Concurrency & Multithreading: ARC, GCD

Michael Lin

Initialization
1. Initializers in Value Type
2. Initializers in Reference Type
  1. Designated and Convenience Initializers
  2. Two-Phase Initialization
Automatic Reference Counting
1. Reference Cycle
2. Strong and Weak References
Grand Central Dispatch

Initialization

Initialization is the process of preparing an instance of a class, struct, or enum for use. This is the reason why we can’t access self inside the closures for initializing our UI components - because the closure is called during phase 1 of the initialization (more on this later), the instance self is simply not ready yet.

var nameLabel: UILabel = {
    let label = UILabel()

    self.addSubview(label) // Error

    return label
}()

In this section, we will dive into some details about initialization in Swift.

Initializers in Value Type

First, we will look at initializers in struct. They are usually simpler due to the lack of inheritance. Suppose we have a struct named Course

struct Course {
    var name: String

    init(name: String) {
        self.name = name
    }
}

The initializer, marked with init, takes a name from the caller and use that as the value of its property.

Then, to construct an new instance using the initializer

let course = Course(
    name: "Introduction to Mathematic Maturity",
)

This brings us the first rule of initialization: an initializer must initialize all of its stored properties.

That is unless the property has a default value or is optional. For example, the following code is also valid.

struct Course {
    var name: String
    var code: String = "CS 70"
    var professor: String?

    init(name: String) {
        self.name = name
    }
}

Initializers in Reference Type

Initialization for reference type (a.k.a class), however, is much more complex. The obvious issue is, with the addition of class inheritance, we may no longer have a single initializer that initializes every property of that class, as some of them might be defined in the superclass. In that case, the superclass should be in charge of initializing those properties. This is known as initializer delegation.

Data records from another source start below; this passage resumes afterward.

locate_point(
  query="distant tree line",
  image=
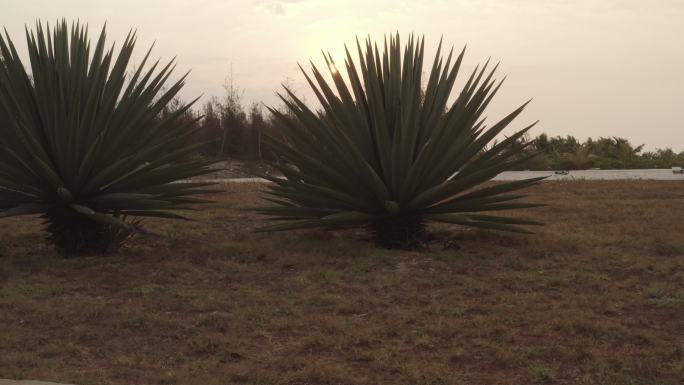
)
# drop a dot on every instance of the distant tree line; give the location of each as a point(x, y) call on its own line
point(568, 153)
point(234, 130)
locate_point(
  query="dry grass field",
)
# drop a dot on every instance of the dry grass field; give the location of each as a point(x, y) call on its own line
point(595, 297)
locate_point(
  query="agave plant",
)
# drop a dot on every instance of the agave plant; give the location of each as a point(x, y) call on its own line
point(385, 153)
point(83, 142)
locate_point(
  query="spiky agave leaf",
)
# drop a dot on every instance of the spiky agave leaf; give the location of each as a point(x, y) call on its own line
point(84, 144)
point(387, 153)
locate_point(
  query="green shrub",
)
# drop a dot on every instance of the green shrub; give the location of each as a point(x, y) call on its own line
point(85, 146)
point(388, 154)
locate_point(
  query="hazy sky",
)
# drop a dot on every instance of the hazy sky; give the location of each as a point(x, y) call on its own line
point(594, 68)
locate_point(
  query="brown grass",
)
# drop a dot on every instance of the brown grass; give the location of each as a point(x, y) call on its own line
point(596, 297)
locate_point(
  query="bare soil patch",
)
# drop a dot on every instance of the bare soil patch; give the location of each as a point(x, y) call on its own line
point(595, 297)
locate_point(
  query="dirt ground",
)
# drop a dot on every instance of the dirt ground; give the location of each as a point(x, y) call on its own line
point(594, 297)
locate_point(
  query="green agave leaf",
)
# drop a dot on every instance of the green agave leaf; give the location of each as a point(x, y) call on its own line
point(385, 146)
point(81, 142)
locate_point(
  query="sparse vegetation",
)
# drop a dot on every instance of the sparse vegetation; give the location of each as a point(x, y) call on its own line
point(587, 300)
point(86, 147)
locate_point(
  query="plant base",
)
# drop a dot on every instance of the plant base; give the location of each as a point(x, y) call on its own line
point(399, 233)
point(74, 234)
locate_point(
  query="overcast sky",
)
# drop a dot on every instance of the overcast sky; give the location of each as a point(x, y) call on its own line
point(594, 68)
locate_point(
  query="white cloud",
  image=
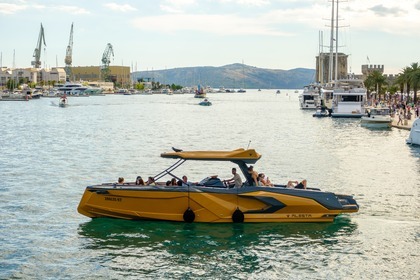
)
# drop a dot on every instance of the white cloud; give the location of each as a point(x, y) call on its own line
point(248, 2)
point(176, 6)
point(119, 7)
point(217, 24)
point(72, 10)
point(6, 8)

To achieve this while maintaining customizability, Swift introduces two types of initializers for class type: designated initializers and convenience initializers.

Designated and Convenience Initializers

Designated initializers are the main initializers for the class. It has two responsibilities:

Initialize all properties introduced by the current class, and
delegate the rest of the initialization to a superclass designated initializer

This ensures that all the properties get their starting value after calling the initializer.

Convenience initializers, on the other hand, are secondary, supporting initializers for a class. A convenience initializer must eventually call a designated initializer from the same class. They provide further customization when initializing the class.

Conceptually, here is an example of a initialization chain in terms of designated and convenience initializers. Initializers Chain

To put this together in code, here we have a class Person, and a subclass Student which inherit from Person. The two initializers, marked only with init, are designated initializers.

class Person {
    var id: String
    var name: String

    init(id: String, name: String) {
        self.id = id
        self.name = name
    }
}

class Student: Person {
    /**
    *  1 - Freshman, 2 - Sophomore, 3 - Junior, 4 - Senior
    */
    var year: Int

    init(withID id: String, name: String, year: Int) {
        self.year = year
        super.init(id: id, name: name)
    }
}

Note that in the Student initializer we need to initialize self.year before calling its superclass initializer.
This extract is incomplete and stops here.